Délibéré par le Conseil constitutionnel dans sa séance du 30 décembre 1996, où siégeaient : MM Roland DUMAS, président, Maurice FAURE, Georges ABADIE, Jean CABANNES, Michel AMELLER, Jacques ROBERT, Alain LANCELOT et Mme Noëlle LENOIR.
Le président, Roland DUMAS


Synthèse
Numéro de décision : 96-386
Date de la décision : 30/12/1996
Loi de finances rectificative pour 1996
Sens de l'arrêt : Non conformité partielle
Type d'affaire : Contrôle de constitutionnalité des lois ordinaires, lois organiques, des traités, des règlements des Assemblées

Saisine

Observations du Gouvernement en réponse à la saisine du Conseil constitutionnel en date du 20 décembre 1996 par plus de soixante députés :

Le Conseil constitutionnel a été saisi d'un recours dirigé contre la loi de finances rectificative pour 1996, adoptée par le Parlement le 19 décembre 1996.

Les requérants ne critiquent que l'article 14, qui introduit, dans le code des pensions militaires d'invalidité et des victimes de la guerre, un article L 253 sexies reconnaissant aux Français ayant participé aux combats au côté de l'armée républicaine espagnole vocation à obtenir la qualité de combattant au titre des dispositions de ce code.
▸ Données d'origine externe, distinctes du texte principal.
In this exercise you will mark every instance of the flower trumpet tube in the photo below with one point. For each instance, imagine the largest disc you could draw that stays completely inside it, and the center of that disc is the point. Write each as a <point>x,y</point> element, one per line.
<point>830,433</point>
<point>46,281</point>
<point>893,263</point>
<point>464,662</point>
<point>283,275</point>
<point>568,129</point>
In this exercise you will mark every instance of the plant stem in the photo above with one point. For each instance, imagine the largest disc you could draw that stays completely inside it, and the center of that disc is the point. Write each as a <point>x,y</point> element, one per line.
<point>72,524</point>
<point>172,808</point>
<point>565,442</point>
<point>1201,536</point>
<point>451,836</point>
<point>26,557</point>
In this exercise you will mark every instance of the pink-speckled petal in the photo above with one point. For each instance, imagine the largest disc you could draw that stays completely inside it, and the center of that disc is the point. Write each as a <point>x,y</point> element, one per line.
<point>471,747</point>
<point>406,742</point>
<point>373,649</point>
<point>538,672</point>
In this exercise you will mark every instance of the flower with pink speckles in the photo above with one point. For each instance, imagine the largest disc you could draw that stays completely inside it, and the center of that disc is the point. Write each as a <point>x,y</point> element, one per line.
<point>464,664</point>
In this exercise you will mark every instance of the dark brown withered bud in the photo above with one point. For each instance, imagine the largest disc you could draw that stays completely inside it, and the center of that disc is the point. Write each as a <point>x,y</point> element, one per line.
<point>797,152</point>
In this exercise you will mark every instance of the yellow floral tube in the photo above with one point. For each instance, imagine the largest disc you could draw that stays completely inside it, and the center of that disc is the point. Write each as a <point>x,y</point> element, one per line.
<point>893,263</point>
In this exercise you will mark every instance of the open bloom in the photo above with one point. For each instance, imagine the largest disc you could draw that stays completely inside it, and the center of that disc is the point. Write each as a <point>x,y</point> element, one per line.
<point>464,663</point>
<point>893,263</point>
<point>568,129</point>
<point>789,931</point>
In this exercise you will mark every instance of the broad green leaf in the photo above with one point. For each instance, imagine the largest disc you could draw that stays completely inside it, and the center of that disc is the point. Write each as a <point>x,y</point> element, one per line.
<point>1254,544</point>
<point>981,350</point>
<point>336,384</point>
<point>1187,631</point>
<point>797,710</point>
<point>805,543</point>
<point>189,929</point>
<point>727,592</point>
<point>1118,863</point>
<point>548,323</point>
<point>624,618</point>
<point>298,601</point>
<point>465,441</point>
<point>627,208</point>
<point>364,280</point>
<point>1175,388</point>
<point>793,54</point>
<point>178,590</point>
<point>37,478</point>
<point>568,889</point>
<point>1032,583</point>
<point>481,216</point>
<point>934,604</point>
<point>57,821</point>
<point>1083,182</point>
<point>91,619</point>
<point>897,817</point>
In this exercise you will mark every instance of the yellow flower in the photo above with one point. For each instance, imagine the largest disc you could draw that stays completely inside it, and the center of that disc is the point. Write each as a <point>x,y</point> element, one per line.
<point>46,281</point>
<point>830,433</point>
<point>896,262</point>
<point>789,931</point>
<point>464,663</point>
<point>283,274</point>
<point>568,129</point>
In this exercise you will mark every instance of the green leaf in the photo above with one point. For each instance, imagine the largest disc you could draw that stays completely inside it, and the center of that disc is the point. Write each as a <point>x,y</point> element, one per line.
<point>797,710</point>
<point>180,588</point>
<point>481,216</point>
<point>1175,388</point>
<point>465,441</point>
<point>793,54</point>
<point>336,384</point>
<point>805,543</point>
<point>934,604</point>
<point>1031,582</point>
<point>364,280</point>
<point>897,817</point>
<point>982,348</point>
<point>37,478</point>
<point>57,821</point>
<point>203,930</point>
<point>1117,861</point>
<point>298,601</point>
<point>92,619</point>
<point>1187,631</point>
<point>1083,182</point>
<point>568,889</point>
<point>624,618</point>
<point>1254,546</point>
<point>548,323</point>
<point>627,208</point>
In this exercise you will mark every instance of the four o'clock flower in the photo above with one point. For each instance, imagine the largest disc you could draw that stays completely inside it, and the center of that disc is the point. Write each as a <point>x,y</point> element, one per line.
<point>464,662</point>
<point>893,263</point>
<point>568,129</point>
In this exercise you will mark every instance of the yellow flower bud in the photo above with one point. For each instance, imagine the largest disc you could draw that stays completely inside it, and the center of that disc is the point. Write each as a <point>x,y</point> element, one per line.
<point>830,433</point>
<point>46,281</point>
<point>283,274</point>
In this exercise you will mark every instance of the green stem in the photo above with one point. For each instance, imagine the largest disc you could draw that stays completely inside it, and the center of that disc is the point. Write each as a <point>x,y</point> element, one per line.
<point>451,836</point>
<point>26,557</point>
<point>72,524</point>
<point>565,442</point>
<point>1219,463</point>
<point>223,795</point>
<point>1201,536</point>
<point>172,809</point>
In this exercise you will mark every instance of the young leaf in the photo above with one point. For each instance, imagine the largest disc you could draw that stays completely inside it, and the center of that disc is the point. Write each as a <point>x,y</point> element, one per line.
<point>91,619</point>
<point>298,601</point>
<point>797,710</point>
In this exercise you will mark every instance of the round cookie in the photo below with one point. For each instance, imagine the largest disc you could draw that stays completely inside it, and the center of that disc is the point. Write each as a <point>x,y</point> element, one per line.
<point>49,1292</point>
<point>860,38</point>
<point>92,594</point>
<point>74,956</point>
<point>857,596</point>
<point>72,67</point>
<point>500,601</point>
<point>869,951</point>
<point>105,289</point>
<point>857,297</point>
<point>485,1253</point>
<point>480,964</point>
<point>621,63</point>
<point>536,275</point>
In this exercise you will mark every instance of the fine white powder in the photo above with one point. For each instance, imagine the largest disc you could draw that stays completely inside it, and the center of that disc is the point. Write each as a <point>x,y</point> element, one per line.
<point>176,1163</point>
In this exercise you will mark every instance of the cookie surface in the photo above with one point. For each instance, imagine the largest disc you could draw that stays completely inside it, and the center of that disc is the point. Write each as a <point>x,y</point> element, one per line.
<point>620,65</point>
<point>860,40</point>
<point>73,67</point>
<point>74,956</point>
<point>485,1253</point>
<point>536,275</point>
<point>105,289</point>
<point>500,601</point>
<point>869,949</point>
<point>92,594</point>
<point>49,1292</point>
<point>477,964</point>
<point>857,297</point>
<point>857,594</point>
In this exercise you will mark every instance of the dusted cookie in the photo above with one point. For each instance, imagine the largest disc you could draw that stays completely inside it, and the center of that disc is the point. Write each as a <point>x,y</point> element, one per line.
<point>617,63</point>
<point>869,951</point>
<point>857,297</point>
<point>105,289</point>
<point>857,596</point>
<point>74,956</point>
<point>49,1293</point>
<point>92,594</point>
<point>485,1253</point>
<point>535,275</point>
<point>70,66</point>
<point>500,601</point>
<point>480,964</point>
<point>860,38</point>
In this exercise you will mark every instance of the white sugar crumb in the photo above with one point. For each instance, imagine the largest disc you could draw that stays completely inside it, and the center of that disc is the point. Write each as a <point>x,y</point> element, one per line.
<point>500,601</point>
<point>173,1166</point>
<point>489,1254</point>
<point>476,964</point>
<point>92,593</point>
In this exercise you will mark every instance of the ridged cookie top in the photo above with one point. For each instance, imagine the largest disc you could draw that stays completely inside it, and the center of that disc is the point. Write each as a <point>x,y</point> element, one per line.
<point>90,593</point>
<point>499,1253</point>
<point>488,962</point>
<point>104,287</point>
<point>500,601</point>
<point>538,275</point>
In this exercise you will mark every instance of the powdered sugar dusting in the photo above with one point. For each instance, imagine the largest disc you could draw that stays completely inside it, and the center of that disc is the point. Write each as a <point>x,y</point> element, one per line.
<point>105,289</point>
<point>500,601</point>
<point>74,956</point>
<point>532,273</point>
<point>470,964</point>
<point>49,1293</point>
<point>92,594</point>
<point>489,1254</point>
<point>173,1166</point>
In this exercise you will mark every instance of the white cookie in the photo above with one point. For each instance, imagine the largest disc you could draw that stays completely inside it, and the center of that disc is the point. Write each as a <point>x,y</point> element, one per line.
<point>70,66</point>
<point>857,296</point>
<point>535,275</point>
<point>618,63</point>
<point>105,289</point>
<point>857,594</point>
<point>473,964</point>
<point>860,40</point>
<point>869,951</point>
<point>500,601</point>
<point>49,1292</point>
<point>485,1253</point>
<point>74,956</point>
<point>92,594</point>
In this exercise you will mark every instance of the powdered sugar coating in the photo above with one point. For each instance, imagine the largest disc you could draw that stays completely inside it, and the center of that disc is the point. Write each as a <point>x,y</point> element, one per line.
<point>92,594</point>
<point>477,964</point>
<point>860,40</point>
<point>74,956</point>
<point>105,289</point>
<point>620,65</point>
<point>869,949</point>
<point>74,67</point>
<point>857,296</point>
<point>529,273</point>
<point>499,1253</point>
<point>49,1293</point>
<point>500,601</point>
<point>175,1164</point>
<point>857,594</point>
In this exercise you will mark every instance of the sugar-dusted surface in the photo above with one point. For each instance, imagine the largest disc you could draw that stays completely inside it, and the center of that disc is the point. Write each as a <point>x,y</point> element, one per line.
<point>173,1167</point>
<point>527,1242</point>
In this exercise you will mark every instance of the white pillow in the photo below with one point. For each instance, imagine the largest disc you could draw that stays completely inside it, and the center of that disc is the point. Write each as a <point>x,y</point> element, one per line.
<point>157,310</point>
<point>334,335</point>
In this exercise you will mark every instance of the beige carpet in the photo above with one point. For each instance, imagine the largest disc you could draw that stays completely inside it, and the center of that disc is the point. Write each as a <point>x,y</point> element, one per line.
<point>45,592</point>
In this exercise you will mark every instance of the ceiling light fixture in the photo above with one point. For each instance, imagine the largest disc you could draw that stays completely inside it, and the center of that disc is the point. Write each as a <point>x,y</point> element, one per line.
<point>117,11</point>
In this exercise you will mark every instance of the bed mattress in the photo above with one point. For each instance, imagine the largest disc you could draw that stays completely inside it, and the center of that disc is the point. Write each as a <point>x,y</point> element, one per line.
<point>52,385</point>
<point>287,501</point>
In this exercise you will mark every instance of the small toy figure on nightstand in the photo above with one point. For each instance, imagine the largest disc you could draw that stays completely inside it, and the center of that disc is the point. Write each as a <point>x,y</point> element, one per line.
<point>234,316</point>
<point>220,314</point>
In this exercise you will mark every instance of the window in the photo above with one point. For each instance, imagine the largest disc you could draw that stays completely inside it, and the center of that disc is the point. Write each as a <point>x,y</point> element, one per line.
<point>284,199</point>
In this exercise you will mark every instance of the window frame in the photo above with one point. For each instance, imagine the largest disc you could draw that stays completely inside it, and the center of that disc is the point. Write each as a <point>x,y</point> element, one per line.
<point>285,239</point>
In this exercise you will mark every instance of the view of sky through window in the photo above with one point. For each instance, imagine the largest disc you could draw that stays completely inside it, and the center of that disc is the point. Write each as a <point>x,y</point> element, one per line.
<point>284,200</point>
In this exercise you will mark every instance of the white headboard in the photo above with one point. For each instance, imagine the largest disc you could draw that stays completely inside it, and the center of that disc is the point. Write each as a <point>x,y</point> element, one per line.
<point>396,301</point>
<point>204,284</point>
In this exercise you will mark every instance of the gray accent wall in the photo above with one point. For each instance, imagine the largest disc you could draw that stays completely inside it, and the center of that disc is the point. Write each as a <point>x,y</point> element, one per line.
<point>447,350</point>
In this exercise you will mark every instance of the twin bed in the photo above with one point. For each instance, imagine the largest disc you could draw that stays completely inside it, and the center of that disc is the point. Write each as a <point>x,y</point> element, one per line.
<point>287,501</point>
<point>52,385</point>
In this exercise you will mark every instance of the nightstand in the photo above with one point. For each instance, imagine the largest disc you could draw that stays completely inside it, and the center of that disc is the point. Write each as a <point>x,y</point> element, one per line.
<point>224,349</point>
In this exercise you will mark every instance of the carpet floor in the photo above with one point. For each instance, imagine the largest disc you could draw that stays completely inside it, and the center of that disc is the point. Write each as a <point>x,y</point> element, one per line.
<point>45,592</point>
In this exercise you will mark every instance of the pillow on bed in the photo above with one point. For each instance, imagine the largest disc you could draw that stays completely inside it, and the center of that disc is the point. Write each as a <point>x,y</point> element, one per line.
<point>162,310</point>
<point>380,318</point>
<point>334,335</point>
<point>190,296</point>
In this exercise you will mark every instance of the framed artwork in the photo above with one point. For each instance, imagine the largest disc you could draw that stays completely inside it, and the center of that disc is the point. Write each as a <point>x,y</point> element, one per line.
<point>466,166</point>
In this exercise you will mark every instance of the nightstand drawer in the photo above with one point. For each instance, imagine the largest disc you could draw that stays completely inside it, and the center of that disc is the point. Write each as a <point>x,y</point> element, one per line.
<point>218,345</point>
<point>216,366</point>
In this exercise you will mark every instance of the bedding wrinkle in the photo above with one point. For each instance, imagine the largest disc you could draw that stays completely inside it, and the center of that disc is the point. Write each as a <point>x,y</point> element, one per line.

Ils font valoir, d'une part, que l'article 14 serait étranger au domaine des loi de finances, d'autre part, que cette disposition méconnaîtrait un principe fondamental reconnu par les lois de la République.

Cette saisine appelle, de la part du Gouvernement, les observations suivantes.

I : En premier lieu, cette mesure relève bien du domaine des lois de finances.

Les différents avantages matériels liés à la détention de la carte du combattant ont en effet une incidence directe sur les ressources et les charges de l'Etat.

D'une part, cette carte se traduit par la possibilité de bénéficier d'une rente mutualiste majorée par l'Etat et, à partir de soixante-quinze ans, d'une demi-part supplémentaire pour le calcul de l'impôt sur le revenu en vertu du f du 1 de l'article 195 du code général des impôts.

D'autre part, et surtout, la carte du combattant donne droit à la retraite du combattant, calculée sur la base de 33 points d'indice de pension militaire d'invalidité, dont la valeur est fixée à compter du 1er janvier 1996 à 78,04 F, soit 2 575,32 F Cette mesure a donc nécessairement un coût budgétaire imputé sur le chapitre 46-21, article 10, du budget du ministère des anciens combattants.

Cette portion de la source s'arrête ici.